The Girl Who Would Be King(142)
“The problem with that,” he begins. “Is that I think you’d get out. I think someone, somewhere along the way would screw up and you’d get out, and I think you’d make it a point to come after me and kill me. Maybe torture me to make up for whatever happens to you in the meantime. I think I wouldn’t have a good night’s sleep for the rest of my life, no matter how much money they gave me or how long my life lasted,” he says. I nod, acknowledging that this is probably true.
“Good point. I hadn’t thought of that,” I say. Adrian smiles out the side of his mouth.
“Of course you did. You’re just trying to trick me.”
“No, no, I really hadn’t thought it through.”
“Sure you didn’t. You know, you’re no rocket scientist, Lola, but you’re smarter than you let on sometimes. Maybe even wise beyond your years,” he says while going to the briefcase in the corner and preparing a new dose of whatever elephant tranquilizer he’s using on me. The irony of my situation, after what I did to Delia, does not escape me.
Fortunately, by the time he fills up the syringe, I’m pretty sure I can take him.
He comes closer and as he draws up to plunge the needle in my arm I steel myself for the puncture. When he hits my skin the needle snaps off violently and I know I’ve got it. I didn’t know if I could do that, but sitting here I suddenly didn’t see why not. Adrian looks at my eyes, shocked, and then hears the clang of metal. A flash of confusion passes over his face and I smile up at him briefly before swinging my body around and nailing him in the face with my metal bound hands. I watch him look at the broken ring dangling impotently from the bottom of the mittens, where I’ve ripped it out of the concrete, before he faints dead away.
°
I go into my bedroom to pull myself together. I change into some new jeans and a clean white t-shirt, trying to avoid a few of the still raw wounds. Afterward I sit on the floor, my legs crossed, hands laying on my thighs and focus all of my energy into healing the rest of my injuries. It takes a lot of my strength, but it’s worth it. I sit there for a long time after, just trying to think about all the balls in the air: Lola has taken over part of Los Angeles, hundreds, maybe thousands have died, and perhaps thousands more are held hostage. She may or may not actually even be there running her own operation. Someone has kidnapped Clark, and stolen my stone. It’s a safe assumption that Lola has or will soon have the stone again. That will make her stronger and faster and enable her to find not only me, but probably Jasper, since I was able to find him with it. There’s nothing left to do but to take her out, if that’s even possible. Everything I’ve seen and read says ‘no’, from the paper-women to the book, but they wouldn’t object so strenuously if it wasn’t even possible, right? The idea of killing Lola frightens me to no end. Not because she doesn’t deserve it, but because I’m afraid of what happens if I kill her. My mother said it was geis. Prohibited.

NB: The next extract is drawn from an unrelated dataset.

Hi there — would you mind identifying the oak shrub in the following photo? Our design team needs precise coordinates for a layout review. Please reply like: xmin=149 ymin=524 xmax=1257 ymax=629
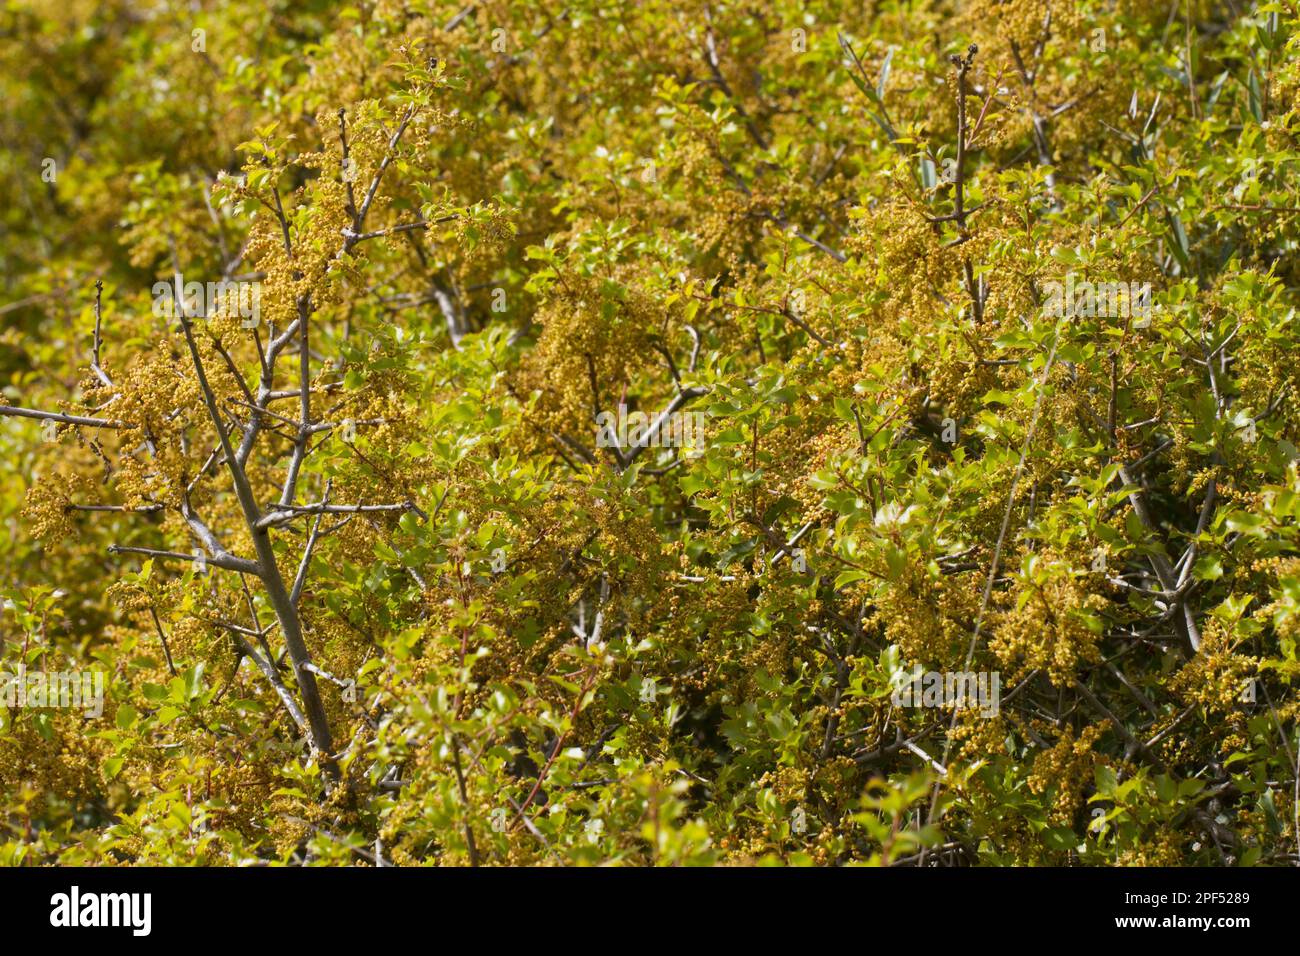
xmin=1 ymin=0 xmax=1299 ymax=866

What happens to her if I kill her? What happens to me if I kill her?
We’re clearly linked, the same in some fundamental way that I still don’t understand. Does she just go away if I kill her? I suspect it’s not that simple. That seems to fly in the face of the idea of there even being a Lola and a me in the first place. What happens to the world when there’s no more balance? It seems wrong. I’m afraid of it. And not just because I don’t want to die. I feel a thousand years of instinct telling me to be afraid of it. Those women, my ancestors I guess, straight up told me it was impossible, and my mother warned of consequences. Also, I’m something called The Morrigan. Is Lola also The Morrigan?

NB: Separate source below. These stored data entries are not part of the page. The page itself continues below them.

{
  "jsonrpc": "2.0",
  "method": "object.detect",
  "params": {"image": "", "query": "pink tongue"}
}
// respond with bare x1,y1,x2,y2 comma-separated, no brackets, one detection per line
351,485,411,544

Liesel comes in. “You okay?” she asks.
“Not really.”
“Anything I can do?”
I’m about to say no when I realize that just simply knowing what The Morrigan is might help. “Actually, yeah, can we Google ‘The Morrigan’ on your laptop?” Liesel wrinkles her forehead at me but goes to get her laptop without a word and is back in under a minute. She pulls up the desk chair and types as she talks.
“What’s The Morrigan?”
“Apparently I am,” I say.
“Seriously?” she turns away from the light of the screen to look at me.
“Seriously,” I say. Liesel turns back around and types. We end up on Wikipedia. Of course.
“The Morrigan…” Liesel begins and then pauses.
“What?” I urge. She clears her throat.
“‘The Morrigan is a figure from Irish Mythology that was once considered a goddess’,” Liesel reads and then looks back at me, her eyes huge in her tiny face.